Kapolsek Teluk Betung Timur, AKP Dailami, menjelaskan peristiwa tersebut terjadi saat anggotanya sedang melaksanakan patroli menjelang subuh pada Kamis (18/6/2026).
Saat melintas di wilayah Jalan Teluk Bone, petugas mendengar teriakan warga yang sedang mengejar seorang pria yang diduga melakukan pencurian. Mengetahui adanya dugaan tindak pidana, polisi langsung membantu melakukan pengejaran.
“Anggota sedang patroli dan mendengar teriakan warga yang mengejar pelaku pencurian. Petugas kemudian ikut melakukan pengejaran hingga akhirnya pelaku berhasil diamankan,” ujar AKP Dailami, Jumat (19/6/2026).

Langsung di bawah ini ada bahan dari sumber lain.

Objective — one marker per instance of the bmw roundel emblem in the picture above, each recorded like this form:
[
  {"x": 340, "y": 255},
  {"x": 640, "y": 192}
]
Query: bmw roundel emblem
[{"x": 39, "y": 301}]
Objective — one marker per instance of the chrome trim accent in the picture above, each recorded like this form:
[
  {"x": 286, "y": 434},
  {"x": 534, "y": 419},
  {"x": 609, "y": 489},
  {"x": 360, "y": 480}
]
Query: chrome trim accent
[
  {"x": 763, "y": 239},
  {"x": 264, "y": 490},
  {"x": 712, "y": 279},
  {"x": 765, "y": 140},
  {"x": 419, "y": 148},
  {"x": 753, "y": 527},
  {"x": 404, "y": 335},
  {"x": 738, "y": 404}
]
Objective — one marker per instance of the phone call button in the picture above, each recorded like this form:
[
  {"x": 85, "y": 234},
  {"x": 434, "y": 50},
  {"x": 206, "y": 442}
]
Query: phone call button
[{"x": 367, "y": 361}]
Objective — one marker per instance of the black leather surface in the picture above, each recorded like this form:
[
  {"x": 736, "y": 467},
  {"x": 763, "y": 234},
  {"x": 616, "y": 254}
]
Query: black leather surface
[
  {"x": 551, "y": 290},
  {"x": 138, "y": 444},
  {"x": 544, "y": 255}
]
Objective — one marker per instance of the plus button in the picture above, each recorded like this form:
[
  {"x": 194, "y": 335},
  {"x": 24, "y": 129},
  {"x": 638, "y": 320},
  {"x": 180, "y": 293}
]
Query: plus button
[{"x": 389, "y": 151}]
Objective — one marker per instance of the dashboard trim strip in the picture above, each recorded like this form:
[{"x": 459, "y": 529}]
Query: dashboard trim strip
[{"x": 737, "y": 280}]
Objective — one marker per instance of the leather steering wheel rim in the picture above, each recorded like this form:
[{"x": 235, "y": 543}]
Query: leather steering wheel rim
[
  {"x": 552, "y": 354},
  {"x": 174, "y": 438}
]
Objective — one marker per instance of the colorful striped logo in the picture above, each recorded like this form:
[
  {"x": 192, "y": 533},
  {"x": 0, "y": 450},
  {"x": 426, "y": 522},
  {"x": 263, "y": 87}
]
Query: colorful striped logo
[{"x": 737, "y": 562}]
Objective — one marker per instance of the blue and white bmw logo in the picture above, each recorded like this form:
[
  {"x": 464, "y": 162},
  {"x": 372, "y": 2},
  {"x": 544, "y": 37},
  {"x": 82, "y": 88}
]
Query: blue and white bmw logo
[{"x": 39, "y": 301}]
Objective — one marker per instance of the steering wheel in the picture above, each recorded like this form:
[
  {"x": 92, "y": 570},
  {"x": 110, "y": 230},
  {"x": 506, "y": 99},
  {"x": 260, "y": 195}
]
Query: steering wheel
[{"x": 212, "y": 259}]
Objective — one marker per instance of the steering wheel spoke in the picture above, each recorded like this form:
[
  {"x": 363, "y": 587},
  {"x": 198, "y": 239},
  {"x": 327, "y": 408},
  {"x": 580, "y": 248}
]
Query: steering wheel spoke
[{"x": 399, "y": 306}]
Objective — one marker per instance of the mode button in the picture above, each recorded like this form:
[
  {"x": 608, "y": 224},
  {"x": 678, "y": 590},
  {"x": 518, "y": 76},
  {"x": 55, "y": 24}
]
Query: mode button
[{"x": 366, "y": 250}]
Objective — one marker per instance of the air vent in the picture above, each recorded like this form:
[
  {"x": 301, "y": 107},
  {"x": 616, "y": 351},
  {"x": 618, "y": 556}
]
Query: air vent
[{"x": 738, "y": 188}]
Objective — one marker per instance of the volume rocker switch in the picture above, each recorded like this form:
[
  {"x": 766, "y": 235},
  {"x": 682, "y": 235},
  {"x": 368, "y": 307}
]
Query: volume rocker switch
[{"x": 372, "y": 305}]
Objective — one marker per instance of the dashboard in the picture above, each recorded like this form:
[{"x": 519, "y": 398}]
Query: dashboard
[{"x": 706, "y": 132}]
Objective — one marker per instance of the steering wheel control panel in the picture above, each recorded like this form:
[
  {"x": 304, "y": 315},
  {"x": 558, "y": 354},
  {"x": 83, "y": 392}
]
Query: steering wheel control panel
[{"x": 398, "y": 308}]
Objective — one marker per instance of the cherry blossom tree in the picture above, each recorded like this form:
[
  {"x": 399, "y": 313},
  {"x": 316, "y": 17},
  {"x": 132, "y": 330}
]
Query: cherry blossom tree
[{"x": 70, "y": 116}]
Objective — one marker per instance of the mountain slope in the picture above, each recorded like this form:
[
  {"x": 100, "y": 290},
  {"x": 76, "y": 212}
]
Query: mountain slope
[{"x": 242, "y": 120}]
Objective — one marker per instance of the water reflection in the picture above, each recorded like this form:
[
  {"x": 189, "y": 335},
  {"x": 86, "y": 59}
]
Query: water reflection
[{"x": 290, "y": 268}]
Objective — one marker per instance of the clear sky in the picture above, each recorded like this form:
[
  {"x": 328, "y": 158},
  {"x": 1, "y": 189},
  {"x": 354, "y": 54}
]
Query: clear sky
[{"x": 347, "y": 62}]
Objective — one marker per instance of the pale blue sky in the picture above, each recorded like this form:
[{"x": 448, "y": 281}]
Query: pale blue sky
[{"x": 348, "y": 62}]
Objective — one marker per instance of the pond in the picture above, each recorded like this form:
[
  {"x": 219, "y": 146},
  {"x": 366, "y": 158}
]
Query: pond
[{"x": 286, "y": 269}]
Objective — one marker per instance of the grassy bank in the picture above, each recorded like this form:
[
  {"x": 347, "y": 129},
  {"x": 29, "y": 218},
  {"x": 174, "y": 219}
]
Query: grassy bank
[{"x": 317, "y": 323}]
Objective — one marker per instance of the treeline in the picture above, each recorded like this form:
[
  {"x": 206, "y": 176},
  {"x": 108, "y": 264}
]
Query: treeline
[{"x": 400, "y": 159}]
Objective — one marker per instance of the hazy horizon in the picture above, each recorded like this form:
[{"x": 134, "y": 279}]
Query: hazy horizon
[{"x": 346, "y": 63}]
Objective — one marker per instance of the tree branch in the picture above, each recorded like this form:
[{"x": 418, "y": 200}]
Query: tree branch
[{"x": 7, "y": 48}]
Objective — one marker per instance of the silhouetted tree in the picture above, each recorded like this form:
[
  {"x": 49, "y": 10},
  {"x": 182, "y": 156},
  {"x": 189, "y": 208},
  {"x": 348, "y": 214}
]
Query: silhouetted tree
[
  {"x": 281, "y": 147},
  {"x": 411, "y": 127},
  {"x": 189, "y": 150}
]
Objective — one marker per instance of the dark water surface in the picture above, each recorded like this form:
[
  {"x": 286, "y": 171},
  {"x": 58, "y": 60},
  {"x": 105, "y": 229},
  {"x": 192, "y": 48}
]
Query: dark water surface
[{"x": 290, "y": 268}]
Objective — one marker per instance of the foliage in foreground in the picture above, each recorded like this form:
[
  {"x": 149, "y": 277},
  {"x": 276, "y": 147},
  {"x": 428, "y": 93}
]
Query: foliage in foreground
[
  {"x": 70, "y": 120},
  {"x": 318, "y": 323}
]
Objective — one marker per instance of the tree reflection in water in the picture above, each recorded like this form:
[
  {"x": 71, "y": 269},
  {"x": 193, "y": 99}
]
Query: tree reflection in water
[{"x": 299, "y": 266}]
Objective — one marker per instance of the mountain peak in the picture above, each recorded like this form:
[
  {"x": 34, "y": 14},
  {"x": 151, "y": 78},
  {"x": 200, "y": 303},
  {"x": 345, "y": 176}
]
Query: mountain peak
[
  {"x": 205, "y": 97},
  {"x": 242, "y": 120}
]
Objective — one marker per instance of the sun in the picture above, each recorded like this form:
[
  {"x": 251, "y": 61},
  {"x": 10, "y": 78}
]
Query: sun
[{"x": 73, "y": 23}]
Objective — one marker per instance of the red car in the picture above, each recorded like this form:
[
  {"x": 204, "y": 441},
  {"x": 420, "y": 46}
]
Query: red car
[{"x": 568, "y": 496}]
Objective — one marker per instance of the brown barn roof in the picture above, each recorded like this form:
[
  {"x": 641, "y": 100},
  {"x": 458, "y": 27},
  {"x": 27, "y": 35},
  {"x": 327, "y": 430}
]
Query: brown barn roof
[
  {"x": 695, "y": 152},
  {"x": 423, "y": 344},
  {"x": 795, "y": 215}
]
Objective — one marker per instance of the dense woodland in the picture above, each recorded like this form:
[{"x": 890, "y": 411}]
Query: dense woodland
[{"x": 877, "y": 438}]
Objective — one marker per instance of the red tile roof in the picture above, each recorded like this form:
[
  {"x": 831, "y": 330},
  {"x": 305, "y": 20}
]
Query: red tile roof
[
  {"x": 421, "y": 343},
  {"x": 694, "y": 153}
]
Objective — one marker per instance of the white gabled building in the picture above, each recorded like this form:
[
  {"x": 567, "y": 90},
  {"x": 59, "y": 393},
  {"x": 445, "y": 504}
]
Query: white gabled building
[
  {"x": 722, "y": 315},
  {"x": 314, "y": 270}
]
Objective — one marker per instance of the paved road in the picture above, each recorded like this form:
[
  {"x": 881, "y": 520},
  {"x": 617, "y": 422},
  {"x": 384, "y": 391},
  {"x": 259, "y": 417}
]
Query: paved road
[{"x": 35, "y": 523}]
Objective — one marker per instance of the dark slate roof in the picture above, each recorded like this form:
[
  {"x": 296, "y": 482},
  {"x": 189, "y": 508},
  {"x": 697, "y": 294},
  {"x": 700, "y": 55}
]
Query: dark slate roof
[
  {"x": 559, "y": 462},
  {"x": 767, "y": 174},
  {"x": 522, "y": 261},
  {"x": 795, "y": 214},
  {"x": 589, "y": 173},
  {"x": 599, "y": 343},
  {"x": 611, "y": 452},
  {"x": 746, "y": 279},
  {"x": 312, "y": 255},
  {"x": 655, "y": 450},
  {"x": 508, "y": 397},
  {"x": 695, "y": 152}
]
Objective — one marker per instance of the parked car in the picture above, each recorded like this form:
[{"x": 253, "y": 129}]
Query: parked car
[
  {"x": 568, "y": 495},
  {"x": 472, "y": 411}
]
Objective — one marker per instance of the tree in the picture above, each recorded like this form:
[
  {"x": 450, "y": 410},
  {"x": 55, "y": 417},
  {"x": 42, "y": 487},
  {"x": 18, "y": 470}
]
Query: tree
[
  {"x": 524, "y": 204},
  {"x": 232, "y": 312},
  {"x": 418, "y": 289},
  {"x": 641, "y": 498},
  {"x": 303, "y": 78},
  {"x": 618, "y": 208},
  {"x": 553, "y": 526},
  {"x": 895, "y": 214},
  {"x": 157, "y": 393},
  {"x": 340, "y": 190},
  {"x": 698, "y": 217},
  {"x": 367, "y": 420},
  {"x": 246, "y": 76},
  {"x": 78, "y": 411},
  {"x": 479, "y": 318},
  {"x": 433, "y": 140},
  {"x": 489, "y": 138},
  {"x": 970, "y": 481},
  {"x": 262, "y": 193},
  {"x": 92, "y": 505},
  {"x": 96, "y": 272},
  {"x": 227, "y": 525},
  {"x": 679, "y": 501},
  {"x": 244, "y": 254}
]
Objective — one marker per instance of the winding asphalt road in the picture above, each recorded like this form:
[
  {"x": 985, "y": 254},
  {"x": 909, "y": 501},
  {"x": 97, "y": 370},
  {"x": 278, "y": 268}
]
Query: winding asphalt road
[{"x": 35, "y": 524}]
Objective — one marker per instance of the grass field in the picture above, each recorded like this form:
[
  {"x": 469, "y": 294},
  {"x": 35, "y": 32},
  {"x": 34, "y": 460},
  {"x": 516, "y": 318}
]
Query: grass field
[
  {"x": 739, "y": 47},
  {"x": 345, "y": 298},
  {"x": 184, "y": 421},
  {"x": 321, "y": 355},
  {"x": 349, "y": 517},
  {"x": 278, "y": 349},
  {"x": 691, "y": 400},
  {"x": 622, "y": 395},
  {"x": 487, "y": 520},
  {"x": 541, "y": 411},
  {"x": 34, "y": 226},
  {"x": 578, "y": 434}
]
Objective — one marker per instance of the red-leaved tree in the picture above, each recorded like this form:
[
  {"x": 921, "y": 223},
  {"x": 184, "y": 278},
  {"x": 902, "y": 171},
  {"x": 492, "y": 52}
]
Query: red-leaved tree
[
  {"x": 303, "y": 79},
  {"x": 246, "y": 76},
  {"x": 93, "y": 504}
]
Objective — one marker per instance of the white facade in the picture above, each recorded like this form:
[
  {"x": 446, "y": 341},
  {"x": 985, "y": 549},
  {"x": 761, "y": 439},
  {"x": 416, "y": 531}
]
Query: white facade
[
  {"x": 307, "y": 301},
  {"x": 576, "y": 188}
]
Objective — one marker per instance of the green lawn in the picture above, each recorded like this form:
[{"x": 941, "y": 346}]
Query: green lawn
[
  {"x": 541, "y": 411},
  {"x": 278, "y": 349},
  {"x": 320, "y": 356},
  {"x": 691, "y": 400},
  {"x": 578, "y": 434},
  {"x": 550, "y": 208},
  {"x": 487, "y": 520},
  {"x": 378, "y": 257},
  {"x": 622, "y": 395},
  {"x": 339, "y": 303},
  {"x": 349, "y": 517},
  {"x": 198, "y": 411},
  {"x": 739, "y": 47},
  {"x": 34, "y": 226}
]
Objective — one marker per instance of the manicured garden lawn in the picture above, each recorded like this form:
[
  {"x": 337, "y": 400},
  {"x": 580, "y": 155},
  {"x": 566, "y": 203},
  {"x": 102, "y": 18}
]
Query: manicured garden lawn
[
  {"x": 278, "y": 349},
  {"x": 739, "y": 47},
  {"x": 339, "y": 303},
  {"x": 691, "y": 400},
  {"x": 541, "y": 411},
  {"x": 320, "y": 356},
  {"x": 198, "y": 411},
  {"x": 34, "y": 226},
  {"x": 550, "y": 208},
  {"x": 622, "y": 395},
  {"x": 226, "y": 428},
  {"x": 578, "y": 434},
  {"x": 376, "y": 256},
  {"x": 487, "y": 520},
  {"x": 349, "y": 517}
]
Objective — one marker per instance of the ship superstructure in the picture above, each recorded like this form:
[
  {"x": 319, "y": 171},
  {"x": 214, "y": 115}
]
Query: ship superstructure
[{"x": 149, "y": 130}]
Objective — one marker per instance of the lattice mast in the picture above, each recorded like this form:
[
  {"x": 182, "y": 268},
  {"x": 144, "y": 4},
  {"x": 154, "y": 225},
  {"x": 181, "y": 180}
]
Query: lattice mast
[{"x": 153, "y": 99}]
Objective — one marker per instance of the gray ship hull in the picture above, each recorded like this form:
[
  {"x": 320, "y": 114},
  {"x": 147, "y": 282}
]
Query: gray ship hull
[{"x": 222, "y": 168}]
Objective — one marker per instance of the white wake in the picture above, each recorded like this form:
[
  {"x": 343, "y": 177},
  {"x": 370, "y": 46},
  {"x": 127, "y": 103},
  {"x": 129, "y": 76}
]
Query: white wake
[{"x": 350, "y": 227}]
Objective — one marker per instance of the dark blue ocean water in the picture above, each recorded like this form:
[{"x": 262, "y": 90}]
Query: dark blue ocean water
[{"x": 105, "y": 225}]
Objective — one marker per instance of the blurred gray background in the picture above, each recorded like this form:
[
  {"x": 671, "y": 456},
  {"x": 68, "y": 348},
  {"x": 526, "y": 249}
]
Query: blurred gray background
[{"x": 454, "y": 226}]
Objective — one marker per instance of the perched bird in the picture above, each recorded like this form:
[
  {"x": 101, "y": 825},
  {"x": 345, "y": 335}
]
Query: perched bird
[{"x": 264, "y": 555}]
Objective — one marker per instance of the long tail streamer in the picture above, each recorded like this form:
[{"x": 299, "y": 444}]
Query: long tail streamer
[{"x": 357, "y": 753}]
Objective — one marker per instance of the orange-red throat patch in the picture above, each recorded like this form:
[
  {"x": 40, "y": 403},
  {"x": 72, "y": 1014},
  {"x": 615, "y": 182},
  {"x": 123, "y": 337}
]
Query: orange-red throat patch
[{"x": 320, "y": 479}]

Pelaku diketahui berinisial AS, seorang buruh harian lepas. Berdasarkan hasil penyelidikan, AS diduga mencuri dua unit telepon genggam milik warga berinisial HS di kawasan Jalan RE Martadinata, Kelurahan Kota Karang Raya, Kecamatan Teluk Betung Timur.
Aksi pencurian diduga terjadi sekitar pukul 03.30 WIB. Pelaku masuk ke dalam rumah korban melalui jendela kamar sebelum mengambil dua telepon genggam yang sedang diisi daya.
Namun, aksinya gagal berjalan mulus setelah korban terbangun dan memergoki keberadaan pelaku. Korban kemudian berteriak meminta pertolongan sehingga memicu pengejaran oleh warga sekitar.
Dalam upaya melarikan diri, AS sempat bersembunyi di kamar mandi salah satu rumah warga. Polisi yang melakukan pencarian akhirnya berhasil menemukan dan mengamankan pelaku untuk menghindari amuk massa.
Meski demikian, saat hendak dibawa keluar melalui jembatan kayu di kawasan pesisir, pelaku kembali mencoba kabur dengan melompat ke laut.
“Pelaku tiba-tiba melompat ke arah laut di samping rumah warga. Anggota langsung melakukan pengejaran dan kembali mengamankan yang bersangkutan,” jelas Dailami.
Aksi cepat anggota kepolisian yang ikut terjun ke laut akhirnya membuahkan hasil. Pelaku berhasil ditangkap dan dibawa ke Polsek Teluk Betung Timur untuk menjalani proses hukum lebih lanjut.
Dari tangan pelaku, polisi mengamankan dua unit telepon genggam yang diduga merupakan hasil pencurian sebagai barang bukti.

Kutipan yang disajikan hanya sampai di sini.